Training or retraining the Knowledge Base

When managing your Knowledge Base, you can choose between Train and Retrain actions, depending on your needs:

Train - This option trains only the data sources that require training (e.g., newly added or updated sources that haven’t been trained yet). It's the default option when you're adding new content or making updates that trigger a training need.
Retrain - Use this option to retrain all already-trained data sources and train once any that require training. This is especially useful after making changes to the Knowledge Base’s general settings (e.g., Embeddings model, Embeddings provider, or Search inside answers).

Note: The Retrain feature is available starting with DRUID version 8.15 and higher and applies only to unstructured data sources.

At the data source level, you can retrain an individual source after modifying its Trainable Elements, even if its training status doesn’t change. You also have the option to Retrain all data sources directly from a data source.

Testing the Knowledge Base performance

Testing the performance of your Knowledge Base is important because it ensures that the Knowledge Base is delivering accurate and relevant responses, helping to identify and address any issues to improve overall performance.

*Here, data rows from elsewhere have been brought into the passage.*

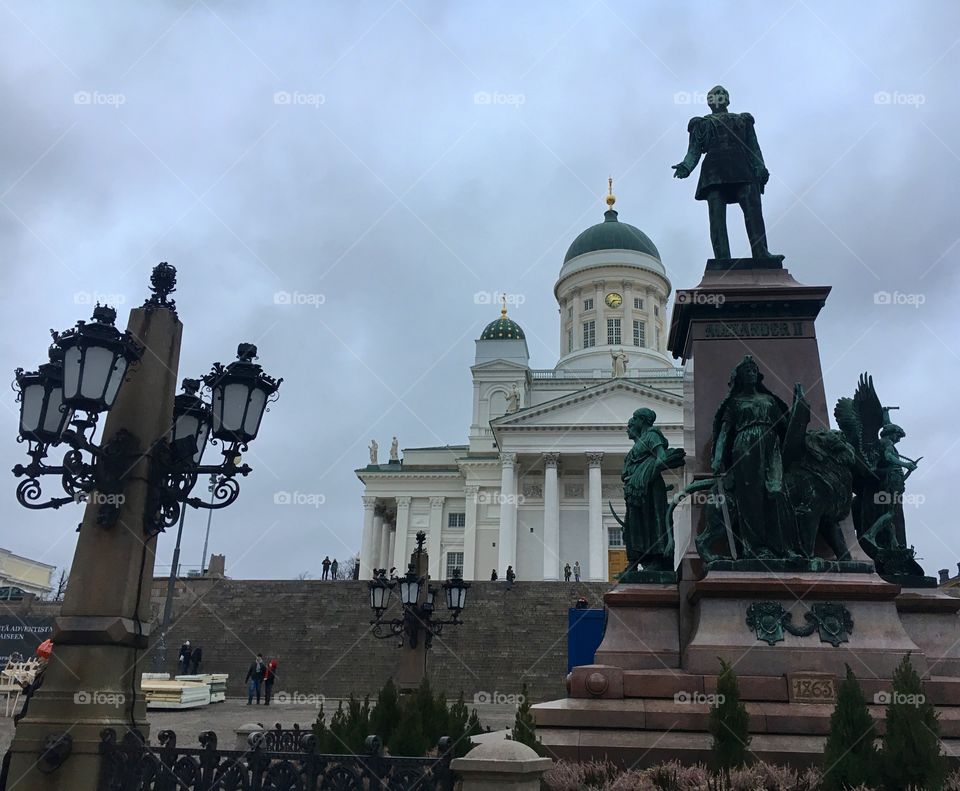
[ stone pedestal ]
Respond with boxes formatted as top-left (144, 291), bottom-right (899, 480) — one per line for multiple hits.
top-left (594, 584), bottom-right (680, 670)
top-left (9, 306), bottom-right (183, 791)
top-left (667, 259), bottom-right (830, 473)
top-left (682, 571), bottom-right (926, 678)
top-left (450, 740), bottom-right (553, 791)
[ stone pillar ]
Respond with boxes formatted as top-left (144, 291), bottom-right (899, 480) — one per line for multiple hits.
top-left (543, 453), bottom-right (560, 580)
top-left (450, 739), bottom-right (553, 791)
top-left (587, 453), bottom-right (607, 580)
top-left (8, 296), bottom-right (183, 791)
top-left (377, 519), bottom-right (393, 571)
top-left (463, 486), bottom-right (482, 580)
top-left (427, 497), bottom-right (446, 580)
top-left (360, 495), bottom-right (379, 580)
top-left (497, 453), bottom-right (517, 579)
top-left (393, 497), bottom-right (411, 577)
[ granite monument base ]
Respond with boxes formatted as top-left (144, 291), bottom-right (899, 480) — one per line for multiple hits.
top-left (532, 570), bottom-right (960, 767)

To test the performance of your knowledge base, on the Knowledge Base page, enter a question in the User Says area and select the language. The model will search across all the data sources in the Knowledge Base and list the articles with a matching score higher than 0.5, along with the data source where each article was found. If you have changed the threshold ([[Intent]].KBQnAItems[0].Score) in the solution configuration, only the articles meeting that threshold will be listed.

If you selected a score calculator strategy from the KB settings, for each result, you will see the total matching score and the weights of the algorithms used. You can view the graphical representation of these weights by clicking the Info icon.

Search within the KB

Note: This feature is available in DRUID 8.1 and higher.

You can perform exact match searches across the entire Knowledge base or within a data source. The search results will return all data source elements (node, leaf) and articles that exactly match your specified keywords.

When searching for specific keywords at the KB level, a maximum of 30 matching records (if available) will be displayed under the corresponding data source name.

Starting with release 8.10, you can refine your Knowledge Base search results using filters for data source type, document type, and the option to exclude specific data sources or elements. These filtering capabilities help you perform more precise and efficient searches, giving you greater control over the results.

When searching at the data source level, up to 30 results will be shown if they exist.